Kobach wasn’t alone. On Wednesday morning, Trump quoted Senator John Kennedy who, while appearing on Tucker Carlson’s propaganda hour Tuesday, said this:
I don’t think President Trump is a racist. I don’t think his original tweet was racist. I think it was a poor choice of words, which is why he clarified. I’m not sure the president should exchange playground insults with them. When you try to argue with a fool, that proves there are two. But the president decided to do so. The simple fact of the matter is that the four congresswomen think that America was wicked in its origins and they think we are even more wicked now. They think we are all evil. They are entitled to their opinion. They are Americans. But I’m entitled to my opinion, and I just think they are left-wing cranks and they are the reason that there are directions on a shampoo bottle.
At least he gets credit for implicitly calling the president a “fool” (Trump didn’t mention that part when he quoted Kennedy).
But the issue is that a sitting senator dignified Carlson (who has himself engaged in vile attacks on Ilhan Omar) with a cameo in the first place and then claimed, falsely, that Omar, Ocasio-Cortez, Rashida Tlaib and Ayanna Pressley “think America was wicked in its origins”.
Note that by describing that baseless claim as a “simple fact”, Kennedy is deliberately manipulating Fox’s viewers who are notoriously gullible. There is nothing “factual” about Kennedy’s claims. Republicans say “look at what the congresswomen have said”, knowing that virtually nobody in Trump’s base will actually do that. If they did, what they would discover is that Ilhan Omar’s March speech and her 2013 interview with PBS Minnesota, are not, when taken in context, offensive. But that doesn’t matter because, again, Trump voters don’t care.
In addition to calling Omar, Ocasio-Cortez, Tlaib and Pressley “cranks” and too stupid to understand how to use shampoo, Kennedy branded them – and I kid you not – “the four horsewomen of the apocalypse”.
The fearmongering has become a caricature of itself.
I think there are major (and worrying) implications for the Republican Party in the long term that need to be considered as well. Eventually, Trump will leave office — either due to a defeat at the ballot box or simply because he’s old and clearly unhealthy. However, by embracing Trump’s now overt racism (which looks likely to be at the core of his 2020 campaign), the Republican Party will almost certainly be unable to obtain any meaningful percentage of minority votes for the foreseeable future.
Unless the party is content to relegate itself to irrelevancy, which seems unlikely, then given the long-term demographic trends of the country, they’ll need to employ a broad, racially based policy of voter disenfranchisement in order to remain politically viable. This is the sort of environment where insane policies like the deportation of the DREAMers or the mass deportation of 13 million undocumented/illegal immigrants become “rational” and necessary in order to maintain political relevance. It will lead to acts of voter suppression and gerrymandering that make today’s shenanigans look like child’s play.

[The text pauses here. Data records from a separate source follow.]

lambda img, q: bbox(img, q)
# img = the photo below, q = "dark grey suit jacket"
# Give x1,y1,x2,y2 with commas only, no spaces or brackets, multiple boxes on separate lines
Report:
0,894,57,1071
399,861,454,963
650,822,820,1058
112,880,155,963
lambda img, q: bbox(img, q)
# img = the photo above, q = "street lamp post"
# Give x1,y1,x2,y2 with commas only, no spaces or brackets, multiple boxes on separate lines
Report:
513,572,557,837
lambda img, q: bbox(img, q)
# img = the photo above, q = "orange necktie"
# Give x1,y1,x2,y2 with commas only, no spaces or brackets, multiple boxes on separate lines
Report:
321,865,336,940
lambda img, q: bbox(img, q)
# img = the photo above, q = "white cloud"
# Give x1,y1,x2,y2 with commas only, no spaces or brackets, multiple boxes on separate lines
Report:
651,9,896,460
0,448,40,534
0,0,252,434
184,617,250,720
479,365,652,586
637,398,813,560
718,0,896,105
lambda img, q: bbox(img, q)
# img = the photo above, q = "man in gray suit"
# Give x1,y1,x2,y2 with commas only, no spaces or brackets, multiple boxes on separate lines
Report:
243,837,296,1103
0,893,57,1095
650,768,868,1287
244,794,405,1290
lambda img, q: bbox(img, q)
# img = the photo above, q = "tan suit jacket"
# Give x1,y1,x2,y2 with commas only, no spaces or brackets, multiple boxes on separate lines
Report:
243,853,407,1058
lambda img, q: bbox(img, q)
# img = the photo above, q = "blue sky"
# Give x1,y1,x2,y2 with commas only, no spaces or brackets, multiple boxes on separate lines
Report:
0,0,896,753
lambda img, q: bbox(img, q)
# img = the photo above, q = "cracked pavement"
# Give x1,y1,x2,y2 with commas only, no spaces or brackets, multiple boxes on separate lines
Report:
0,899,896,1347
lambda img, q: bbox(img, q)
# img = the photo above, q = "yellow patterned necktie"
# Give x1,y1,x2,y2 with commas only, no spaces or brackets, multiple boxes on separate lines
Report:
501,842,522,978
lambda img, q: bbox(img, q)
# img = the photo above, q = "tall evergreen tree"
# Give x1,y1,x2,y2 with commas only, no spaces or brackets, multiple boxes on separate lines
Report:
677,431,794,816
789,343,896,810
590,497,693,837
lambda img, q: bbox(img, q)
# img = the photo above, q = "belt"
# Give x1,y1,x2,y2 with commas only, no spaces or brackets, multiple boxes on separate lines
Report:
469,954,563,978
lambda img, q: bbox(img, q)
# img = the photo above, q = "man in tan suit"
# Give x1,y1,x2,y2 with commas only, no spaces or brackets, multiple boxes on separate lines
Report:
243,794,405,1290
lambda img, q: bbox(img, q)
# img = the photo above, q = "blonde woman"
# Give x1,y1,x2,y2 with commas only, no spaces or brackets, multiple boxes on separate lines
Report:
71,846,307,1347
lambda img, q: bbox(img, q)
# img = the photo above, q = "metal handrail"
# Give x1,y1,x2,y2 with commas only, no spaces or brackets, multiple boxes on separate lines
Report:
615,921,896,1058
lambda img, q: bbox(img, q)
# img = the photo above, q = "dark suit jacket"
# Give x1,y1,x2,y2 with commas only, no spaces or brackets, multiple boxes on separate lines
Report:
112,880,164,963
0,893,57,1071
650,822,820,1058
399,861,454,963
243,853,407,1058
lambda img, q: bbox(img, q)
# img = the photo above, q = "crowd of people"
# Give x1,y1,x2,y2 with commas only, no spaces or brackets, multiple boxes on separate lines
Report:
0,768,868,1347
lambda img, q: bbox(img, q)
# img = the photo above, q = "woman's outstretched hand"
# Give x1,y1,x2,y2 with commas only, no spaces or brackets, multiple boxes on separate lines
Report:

The rise of a political party that condones overt racism and depends on the mass disenfranchisement of minorities in order to maintain its proximity to power would be a dangerous development in our democracy. That’s the sort of thing that can take any country to some very dark places.
Or, you know, the Republican Party could just implode when Trump leaves office, but I wouldn’t count on that.